Last updateFri, 29 Jul 2016 2pm


Second Quarter GDP Grew Only 1.2% in Second Quarter

Real GDP in the U.S. increased at an annual rate of 1.2% in the second quarter of 2016, according to the advance estimate released by the U.S. Department of Commerce. In the first quarter, real GDP increased 0.8%.

The increase in real GDP in the second quarter reflected positive contributions from consumer spending and exports that were partly offset by negative contributions from private inventory investment, nonresidential fixed investment, residential fixed investment, and state and local government spending. Imports, which are a subtraction in the calculation of GDP, decreased. 

U.S. Durable Goods Orders Down 4% in June

New orders for manufactured durable goods in June decreased $9.3 billion or 4.0% to $219.8 billion, the U.S. Department of Commerce announced. This decrease, down two consecutive months, followed a 2.8% May decrease. Excluding transportation, new orders decreased 0.5%. Excluding defense, new orders decreased 3.9%.
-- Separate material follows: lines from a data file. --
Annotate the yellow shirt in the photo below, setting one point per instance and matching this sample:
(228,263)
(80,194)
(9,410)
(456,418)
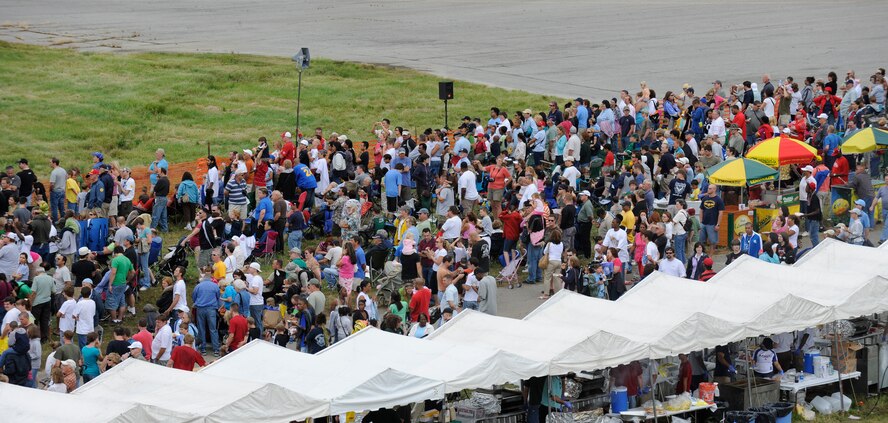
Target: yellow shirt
(71,190)
(219,270)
“One small bright spot: Orders for core capital goods, viewed as a proxy for business investment, edged up 0.2% in June after falling in the prior two months. It’s only the second increase of the year, however.” 

Sharpest Rise in U.S. Manufacturing Production Since November

July data signaled a further rebound in business conditions across the U.S. manufacturing sector, led by a robust expansion of incoming new work and the fastest upturn in production volumes for eight months. Job creation also strengthened in July, with the latest increase in payroll numbers the fastest seen over the past 12 months. At the same time, input cost inflation edged up to its strongest since November 2014 but factory gate prices rose only marginally.

At 52.9 in July, up from 51.3 in June, the seasonally adjusted Markit Flash U.S. Manufacturing Purchasing Managers’ Index (PMI) pointed to a solid improvement in overall business conditions. Moreover, the headline index continued to recover from its post-crisis low seen in May, with the latest reading the strongest since October 2015. Faster rises in output, new orders and employment were the key positive influences in July, while sustained inventory cutbacks acted as a drag on the PMI. 

Texas Manufacturing Activity Stabilizes

Texas factory activity held steady in July, according to business executives responding to the Texas Manufacturing Outlook Survey. The production index, a key measure of state manufacturing conditions, came in near zero after two months of negative readings, suggesting output stopped falling this month.

Some other measures of current manufacturing activity also reflected stabilization, and demand declines abated somewhat. The capacity utilization and shipments indexes posted near-zero readings, up from negative territory in May and June.

Perceptions of broader business conditions were notably less pessimistic. While the general business activity index remained negative for a nineteenth month in a row, it jumped 17 points to –1.3 in July, the highest figure since Dec. 2014. 

STEM Jobs in the U.S. Growing Faster Than Other Fields

The U.S. Department of Commerce estimates that jobs in STEM will grow 17% by 2018—that’s 55% faster than non-STEM jobs over the next decade. Several reports have linked STEM education to the continued scientific leadership and economic growth of the U.S. However, economic projections also predict that there could be as many as 2.4 million unfilled STEM jobs by 2018, according to a new whitepaper from the National PTA.